Bubba Franks looked the part of an old-school tight end—a 6'6", 265-pound frame built for blocking—but he carved his niche in the Green Bay Packers' offense with soft hands and a knack for finding the end zone. A first-round pick out of the University of Miami, where he was a punishing blocker for a dominant running game, he adapted his skills to the NFL under coach Mike Sherman. Paired with quarterback Brett Favre, Franks became a security blanket in the red zone, using his size to shield defenders and secure critical catches. He earned three consecutive Pro Bowl nods not by piling up yardage, but by consistently delivering in clutch situations. While injuries eventually slowed his career, his tenure in Green Bay marked a period where the tight end position was a central, trusted component of a potent offensive attack.
1965–1980
The latchkey kids. Raised during divorce, recession, and the end of the Cold War. Skeptical, self-reliant, media-literate. They invented indie culture, grunge, and the early internet — then watched the Boomers take credit.

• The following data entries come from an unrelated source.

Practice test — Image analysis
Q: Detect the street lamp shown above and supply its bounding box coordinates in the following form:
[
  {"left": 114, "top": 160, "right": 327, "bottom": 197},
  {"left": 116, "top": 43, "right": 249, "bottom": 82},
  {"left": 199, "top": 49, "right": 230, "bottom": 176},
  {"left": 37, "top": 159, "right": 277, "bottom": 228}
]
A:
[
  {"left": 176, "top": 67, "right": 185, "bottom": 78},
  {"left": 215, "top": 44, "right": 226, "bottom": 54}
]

Bubba was born in 1978, placing them squarely in the Generation X. The events that shaped this generation — economic uncertainty, the end of the Cold War, and the rise of personal computing — shaped the world they entered and the choices available to them.
The biggest hits of 1978
#1 Movie
Grease
Best Picture
The Deer Hunter
#1 TV Show
Laverne & Shirley
The world at every milestone
First test-tube baby born
Internet adopts TCP/IP, creating the modern internet
Soviet Union dissolves; World Wide Web goes public
Nelson Mandela elected president of South Africa
Dolly the sheep cloned
Columbine shooting; Y2K panic builds
Barack Obama elected first Black US president; financial crisis
Royal wedding of Harry and Meghan; Parkland shooting
His nickname 'Bubba' was given to him by his grandmother when he was a baby.
At Miami, he was part of a tight end unit that included future NFL players Jeremy Shockey and Kellen Winslow II.
He caught the game-winning touchdown pass from Brett Favre in a memorable 2003 Monday Night Football victory over the Oakland Raiders.
“My job is to seal the edge and be where my quarterback expects me to be.”